I was, for once in my life, speechless.
“Wanna hear it again?”
“No…I really don’t think I do.”
“Do you know what I did to the last man who tried to raise a hand to me?”
“I’ve got a feeling I’m about to find out.”
“Think of a hot-oil enema and maybe you can relate to it.”
“Ayee.” Beyond that I didn’t dare laugh. I tried to reach out to her, but she looked at my hand the way you’d look at a spittoon.
“Come on, Trish.”
She stared off at the graying sky.
“Come on.”
She didn’t move.
“Come on. Please.”
“Please what?”
“Get up, tell me it’s okay, and let’s get on with it.”
“Is that the full and complete text of your apology? Now I know why you’re so successful with women.”
“I am sorry. I really am.”
She didn’t respond, so I said it again. “I’m sorry.”
“How sorry are you?”
“I don’t know. How sorry do you want me to be?”
“I want you to do something for me.”
I didn’t say anything. I seemed to know what she wanted.

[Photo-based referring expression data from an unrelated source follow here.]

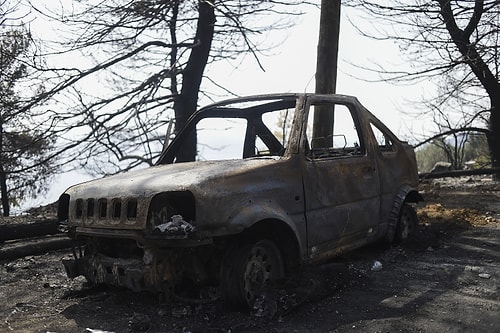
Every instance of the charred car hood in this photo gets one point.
(170, 177)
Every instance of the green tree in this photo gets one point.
(24, 167)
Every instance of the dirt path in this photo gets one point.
(446, 280)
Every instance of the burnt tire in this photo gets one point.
(248, 270)
(407, 224)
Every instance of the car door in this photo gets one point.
(340, 178)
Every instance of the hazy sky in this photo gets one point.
(291, 68)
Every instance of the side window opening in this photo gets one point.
(335, 134)
(384, 141)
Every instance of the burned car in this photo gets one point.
(275, 182)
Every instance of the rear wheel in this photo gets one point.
(407, 223)
(248, 270)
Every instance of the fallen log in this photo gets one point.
(458, 173)
(28, 230)
(19, 249)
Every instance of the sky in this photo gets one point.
(291, 68)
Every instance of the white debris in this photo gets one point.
(377, 266)
(176, 226)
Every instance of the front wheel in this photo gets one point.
(407, 223)
(248, 270)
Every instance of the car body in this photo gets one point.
(278, 181)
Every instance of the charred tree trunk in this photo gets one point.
(326, 65)
(494, 135)
(185, 104)
(470, 55)
(3, 177)
(3, 191)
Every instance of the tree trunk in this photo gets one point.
(326, 65)
(3, 177)
(494, 136)
(185, 104)
(480, 69)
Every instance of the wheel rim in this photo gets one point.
(263, 266)
(406, 223)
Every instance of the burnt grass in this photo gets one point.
(446, 279)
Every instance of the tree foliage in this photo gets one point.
(140, 66)
(453, 44)
(24, 168)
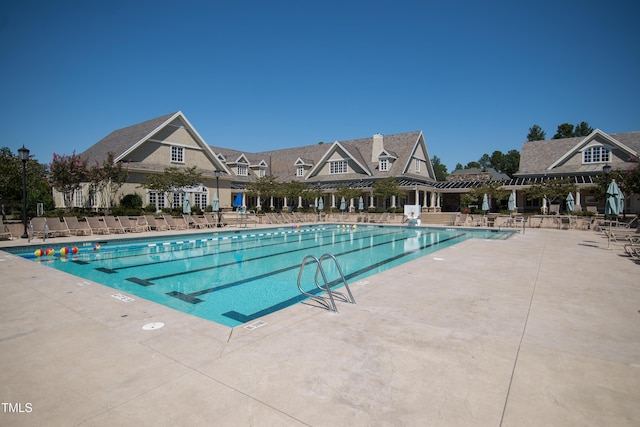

She gripped my wrist and I pulled her up. She smoothed her skirt with her free hand and said, “I want you to go in and talk to Quintana.”
I moved on past her to the top of the porch.
“I’m serious about that,” she said, losing no ground behind me.
I turned and she was right there, so close we bumped together.
“He’s gonna treat you right. But you’ve got to do it now.”
I unlocked the front door and stood aside so she could go in first. The house smelled musty and looked golden and gray. A light rain had begun, with the sun still shining off to the west, the dark places broken by splashes of streaky sunlight. She came in reluctantly, like an infidel desecrating a holy place, and I followed her on through the front room toward the kitchen. She stopped for a moment, seemed to be listening for something, then turned and looked at me across a shaft of watery yellow haze. “Am I imagining this,” she said, “or is something happening between us?” The question was sudden and improbable, infusing the air with erotic tension. I thought of the midnight supper we had had and how easily she had done the impossible, taken Rita’s place at the other end of the table. “It does seem to be,” I said. But I didn’t yet know the shape it might take or where it might go from here. She lived in Seattle and I lived in Denver, and neither of us had had time to give it much thought.
She looked away, into the clutter of the kitchen. I came up behind her, close enough to touch. But she was not a woman you did that to until you were very sure.
She sensed me there behind her, took a half-step back, and pressed herself lightly against me.
I put an arm around her, then the other. She leaned her head back and I hugged her a little tighter.
“Something’s certainly happening,” she said. “I know
“In Rome they had a term for it.”
“
“The next best thing to a chariot race.”
She laughed and pulled herself away, moving across the room. “God, I don’t know what to do with you. I wish I knew.”
“Whatever you want. It’s not that complicated. I don’t come with a Japanese instructional booklet.”